1 - Dans votre 21ème rapport les chiffres sont alarmants : La France compte près de 3,8 millions de personnes mal-logées. Quelles actions concrètes attendez-vous du gouvernement pour ces derniers mois du quinquennat?

Nous attendons un volontarisme politique fort pour résorber la crise du logement. Le gouvernement doit mettre à profit ces derniers mois pour respecter les engagements du début de quinquennat et répondre aux besoins sociaux massifs qui s'expriment dans notre pays.

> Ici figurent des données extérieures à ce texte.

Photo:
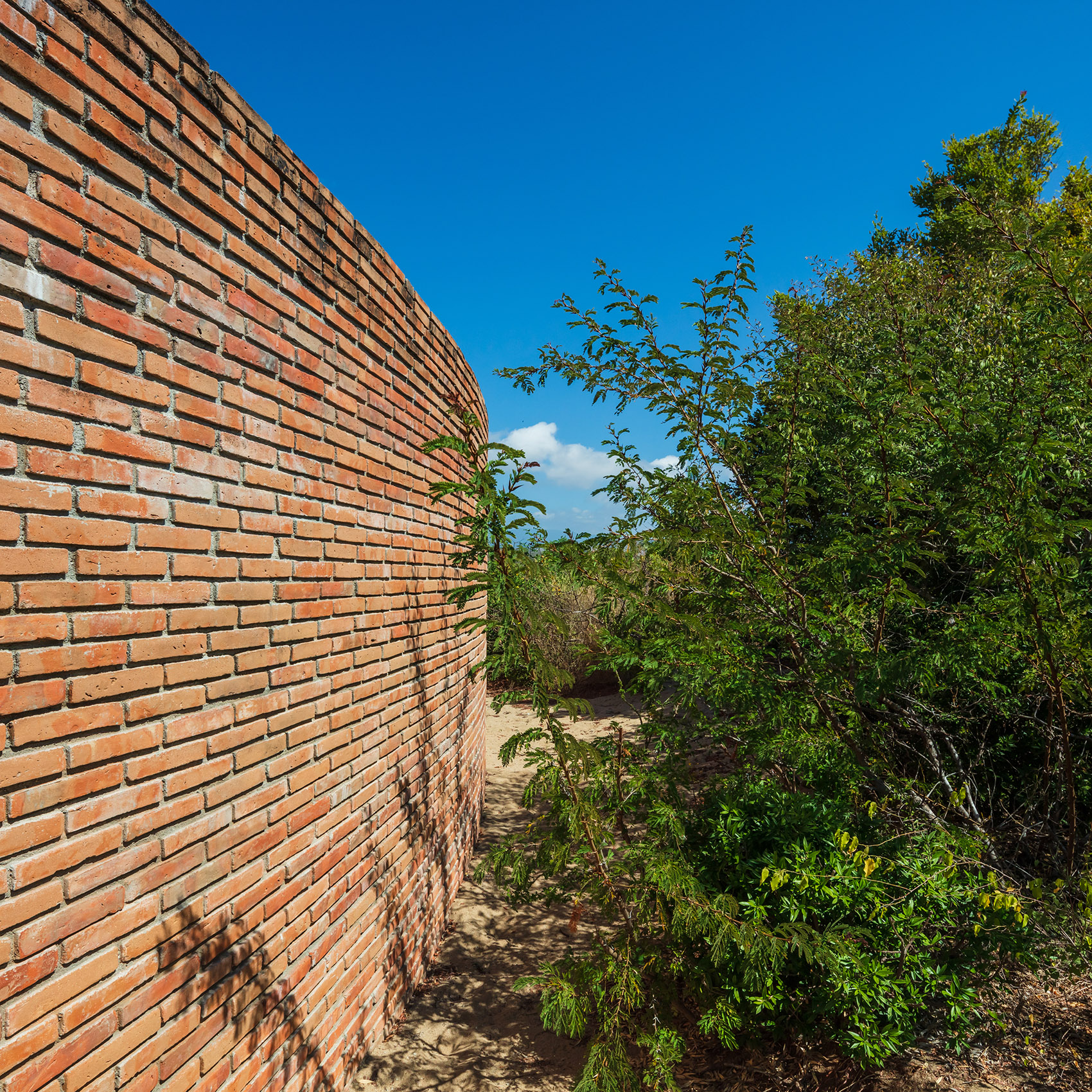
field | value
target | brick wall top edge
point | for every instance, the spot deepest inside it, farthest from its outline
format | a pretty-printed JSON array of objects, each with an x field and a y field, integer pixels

Premièrement, en termes de production de logements abordables aux ménages les plus modestes, rappelons que le Président s’est engagé à construire 150 000 logements sociaux par an. Or en 2015 seuls 109 000 logements sociaux ont été construits, dont 28 000 PLAI (les logements très sociaux). En complément, le parc privé doit également être mis davantage à contribution, en transformant une part importante des logements mis en location chaque année en logements à vocation sociale. 

Produire n’est pas suffisant. Il faut également réguler la flambée des loyers. Nous attendons en ce sens l’extension de l’encadrement des loyers aux 28 agglomérations prévues par la loi ALUR.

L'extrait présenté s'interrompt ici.